H.L. Mencken, aka the “sage of Baltimore,” lived here for more than 45 years and declared the city a part of him. He wrote about the cobblestone lanes, the Chesapeake crabs and tavern life. The Owl Bar in what was once the Belvedere Hotel, one of the writer’s favorite perches, remains just as popular today as in the Roaring ’20s. If walls could talk, Baltimore’s historic watering holes would tell of literati like Mencken and F. Scott Fitzgerald, the sea tales of sailors and the delicious defiance of Prohibition. Head to these longtime establishments where Baltimore stories are still in the making. 

Owl Bar interior

John Steven Ltd.

Inspired by a Fells Point “steam cart” that once served shellfish to dock hands and seamen, this circa-1911 drinking house steams its shrimp and mussels at the bar for easy access. Poignant wafts of locally made Old Bay seasoning rise from the steamers teasing diners today. John Steven offers multiple dining areas in two adjoining brownstones built in the early 1800s. With its original mahogany bar, walls lined by old brewery signs and an antique “speakeasy table,” the rustic tavern differs from the romantic patio and upscale dining room’s white tablecloths and fireplace.
1800 Thames St., 410.327.5561

John Steven

John Steven steamed shrimp

The Horse You Came In On Saloon

This Fells Point bar (est. 1775) claims to be America’s oldest saloon as well as Edgar Allan Poe’s last stop before he died on a nearby street in October 1849. (Above the bar, a dark portrait of the poet honors his ghost, said to still roam the premises.) Today patrons know the watering hole for its all-day live music and the “Old No. 7 Club” whose members stash their own bottles of Jack Daniel’s behind the bar. 
1626 Thames St., 410.327.8111

Outside The Horse

The Owl Bar

Opened in the early 20th century, the Belvedere’s bar became an instant gathering place for the hotel’s renowned guests (Clark Gable!) and blue-collar locals as well as writers like the self-described “ombibulous” Mencken.

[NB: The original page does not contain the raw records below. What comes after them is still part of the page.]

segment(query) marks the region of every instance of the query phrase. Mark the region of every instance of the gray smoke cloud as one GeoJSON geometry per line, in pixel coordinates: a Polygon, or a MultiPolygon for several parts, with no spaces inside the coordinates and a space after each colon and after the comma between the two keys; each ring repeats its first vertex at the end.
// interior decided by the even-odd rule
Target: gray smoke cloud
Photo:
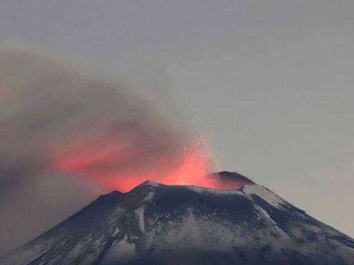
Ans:
{"type": "Polygon", "coordinates": [[[0,255],[99,190],[158,181],[188,135],[127,86],[32,51],[1,50],[0,255]]]}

The amber hues of stained glass windows and wooden benches evoke a German bierhaus, but even during Prohibition, The Owl Bar was all about the hard stuff. While the “drought” lasted, the owl mascots mounted around the bar signaled the arrival of new “shipments” with their blinking eyes.
1 E. Chase St., 410.347.0888 

RECIPE: Cranberry Gin Rickey 

In Fitzgerald’s "The Great Gatsby," playboy Tom Buchanan serves gin rickeys to his wife Daisy and the dapper Jay Gatsby on a sweltering summer day. “They certainly look cool,” Gatsby says, and then the characters take “long, greedy swallows.” Honoring Fitzgerald, who lived in Baltimore from 1933 to 1935, the staff at The Owl created a WHERE exclusive: this “cool” twist on Gatsby’s favorite refresher.

INGREDIENTS:

Juice of 1/2 lime

1 1/2 oz. gin

2 oz. white cranberry juice

Club soda

Fresh cranberries

DIRECTIONS:

Fill a chilled rocks glass with ice. Squeeze in the juice of half a lime, and pour in gin. Add cranberry juice, top off with club soda, and stir. Garnish drink with fresh cranberries. Enjoy.